GPU Confidential Computing

This page describes how COCOON workers use NVIDIA GPUs for confidential AI inference inside Intel TDX virtual machines. It covers the hardware and VBIOS requirements, GPU passthrough with VFIO, GPU attestation, model validation, multi‑GPU setups, and the overall security and trust model within this scope.

Index

Hardware Requirements

COCOON workers use GPUs for AI inference inside TDX VMs. This requires:

  1. GPU Passthrough - Gives the TDX guest direct access to GPU hardware (via VFIO)
  2. GPU Attestation - Proves the GPU is in Confidential Computing mode
  3. Model Validation - Verifies that the correct model is loaded

Supported GPUs

Minimum:

  • NVIDIA H100 or newer
  • Confidential Computing (CC) support
  • Updated VBIOS for attestation (requires NVIDIA support)

Tested:

  • NVIDIA H200 NVL

Note: Consumer GPUs (RTX series) are not supported for production.

VBIOS Update

Required for GPU attestation (proving GPU is in CC mode):

GPU attestation requires a CC-enabled VBIOS. Standard VBIOS versions may not support attestation features.

How to update:
Request a CC-enabled VBIOS from NVIDIA support, provide details and flash it per the instructions.

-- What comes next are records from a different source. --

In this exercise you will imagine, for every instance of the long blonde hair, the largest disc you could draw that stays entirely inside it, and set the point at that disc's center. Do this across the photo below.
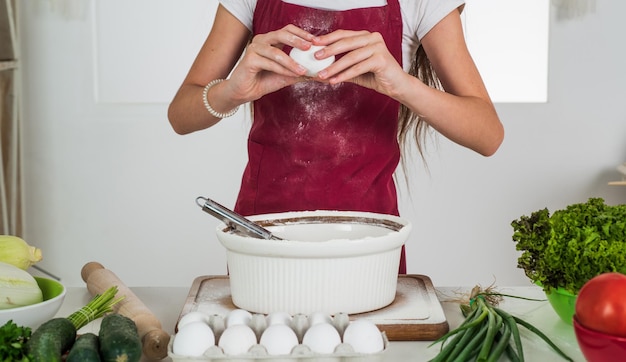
(411, 127)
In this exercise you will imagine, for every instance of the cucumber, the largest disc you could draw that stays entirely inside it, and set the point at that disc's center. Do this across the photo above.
(119, 339)
(85, 349)
(51, 340)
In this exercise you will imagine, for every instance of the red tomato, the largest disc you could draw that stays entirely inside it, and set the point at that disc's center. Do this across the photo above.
(601, 304)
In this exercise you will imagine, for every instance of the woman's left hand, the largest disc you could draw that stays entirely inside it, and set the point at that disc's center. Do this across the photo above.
(366, 60)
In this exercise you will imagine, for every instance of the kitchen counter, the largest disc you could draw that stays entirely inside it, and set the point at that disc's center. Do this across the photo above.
(167, 302)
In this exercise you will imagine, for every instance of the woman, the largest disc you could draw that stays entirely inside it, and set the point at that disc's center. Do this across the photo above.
(332, 141)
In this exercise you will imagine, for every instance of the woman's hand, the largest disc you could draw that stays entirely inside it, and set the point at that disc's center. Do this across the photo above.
(366, 62)
(265, 68)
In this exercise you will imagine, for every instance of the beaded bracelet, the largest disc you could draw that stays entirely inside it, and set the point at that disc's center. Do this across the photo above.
(205, 100)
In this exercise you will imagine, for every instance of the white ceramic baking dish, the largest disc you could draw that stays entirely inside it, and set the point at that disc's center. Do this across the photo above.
(327, 261)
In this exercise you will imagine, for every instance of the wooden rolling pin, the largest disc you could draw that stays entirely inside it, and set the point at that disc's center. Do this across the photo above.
(153, 338)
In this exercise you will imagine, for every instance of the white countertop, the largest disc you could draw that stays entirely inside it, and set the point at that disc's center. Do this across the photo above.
(167, 302)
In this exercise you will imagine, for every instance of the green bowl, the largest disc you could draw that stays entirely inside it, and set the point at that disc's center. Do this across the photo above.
(563, 303)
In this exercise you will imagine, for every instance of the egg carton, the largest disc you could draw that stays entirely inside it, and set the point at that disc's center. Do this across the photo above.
(299, 323)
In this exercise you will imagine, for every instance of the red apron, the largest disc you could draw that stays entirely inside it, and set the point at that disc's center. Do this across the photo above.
(314, 146)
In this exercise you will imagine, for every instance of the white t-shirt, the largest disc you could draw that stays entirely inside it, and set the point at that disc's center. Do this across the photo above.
(418, 16)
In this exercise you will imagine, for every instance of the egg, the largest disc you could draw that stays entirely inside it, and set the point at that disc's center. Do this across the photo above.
(238, 316)
(278, 339)
(278, 318)
(322, 338)
(194, 316)
(306, 58)
(193, 339)
(364, 336)
(237, 339)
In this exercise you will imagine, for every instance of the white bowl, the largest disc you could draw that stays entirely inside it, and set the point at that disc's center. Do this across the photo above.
(36, 314)
(328, 261)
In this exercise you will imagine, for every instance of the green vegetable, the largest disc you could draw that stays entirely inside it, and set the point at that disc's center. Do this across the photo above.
(487, 333)
(573, 245)
(12, 340)
(51, 339)
(85, 349)
(119, 339)
(15, 251)
(17, 287)
(56, 336)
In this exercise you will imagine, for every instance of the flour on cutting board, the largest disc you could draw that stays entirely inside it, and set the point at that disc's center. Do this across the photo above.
(414, 301)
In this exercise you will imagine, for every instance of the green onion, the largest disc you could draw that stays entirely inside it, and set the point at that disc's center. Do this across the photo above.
(100, 305)
(487, 332)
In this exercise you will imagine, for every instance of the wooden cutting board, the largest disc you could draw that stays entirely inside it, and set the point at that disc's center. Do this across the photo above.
(414, 315)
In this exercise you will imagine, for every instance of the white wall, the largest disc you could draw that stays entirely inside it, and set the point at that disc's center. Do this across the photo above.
(113, 183)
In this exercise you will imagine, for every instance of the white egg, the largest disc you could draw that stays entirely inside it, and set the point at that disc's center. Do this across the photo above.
(319, 317)
(279, 318)
(238, 316)
(193, 339)
(306, 58)
(195, 316)
(237, 339)
(279, 339)
(364, 336)
(322, 338)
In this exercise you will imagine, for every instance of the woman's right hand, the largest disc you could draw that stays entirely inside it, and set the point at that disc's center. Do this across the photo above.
(255, 69)
(265, 67)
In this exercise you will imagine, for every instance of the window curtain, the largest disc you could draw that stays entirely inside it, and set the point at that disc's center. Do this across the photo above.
(11, 180)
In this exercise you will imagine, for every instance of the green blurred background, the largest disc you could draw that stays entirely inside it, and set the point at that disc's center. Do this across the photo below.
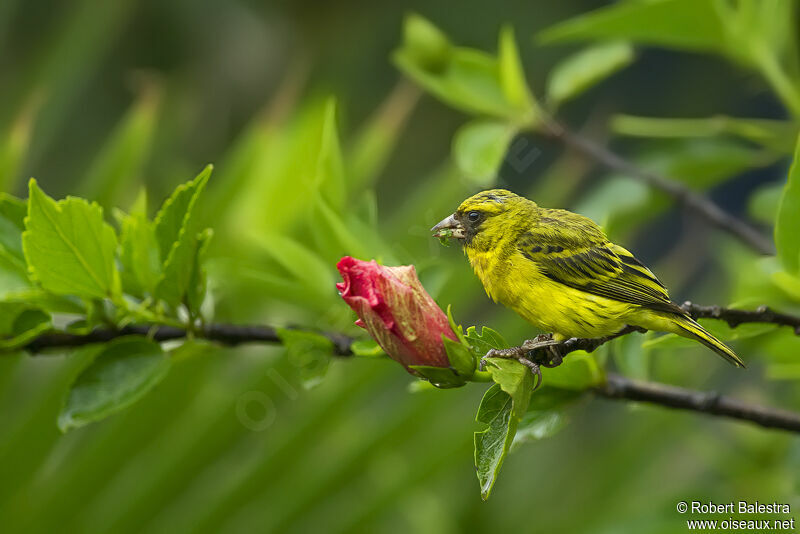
(102, 98)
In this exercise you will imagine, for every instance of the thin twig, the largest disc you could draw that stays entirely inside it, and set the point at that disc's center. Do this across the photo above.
(620, 388)
(696, 202)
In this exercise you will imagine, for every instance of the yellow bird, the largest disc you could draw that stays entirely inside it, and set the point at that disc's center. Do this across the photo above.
(559, 271)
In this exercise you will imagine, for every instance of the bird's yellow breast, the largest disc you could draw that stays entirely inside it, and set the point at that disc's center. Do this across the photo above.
(516, 282)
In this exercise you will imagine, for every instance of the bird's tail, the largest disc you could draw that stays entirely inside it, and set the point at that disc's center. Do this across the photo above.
(692, 329)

Important: VBIOS updates are only available through official NVIDIA support channels. This is not optional for production deployment.

GPU Passthrough (VFIO)

Concept

VFIO (Virtual Function I/O) allows TDX guest to access GPU hardware directly:

  • Guest has direct GPU access (no hypervisor mediation)
  • Near-native performance
  • GPU memory isolated from host

Host Setup

Use scripts/setup-gpu-vfio script:

# List GPUs
./scripts/setup-gpu-vfio

# Setup GPU for TDX passthrough
sudo ./scripts/setup-gpu-vfio --setup 0000:01:00.0

# Restore GPU to normal usage
sudo ./scripts/setup-gpu-vfio --restore 0000:01:00.0

The script:

  1. Enables CC mode on GPU (disables pPCIe mode)
  2. Detaches GPU from NVIDIA driver
  3. Binds to vfio-pci driver
  4. Configures udev rules for permissions (?)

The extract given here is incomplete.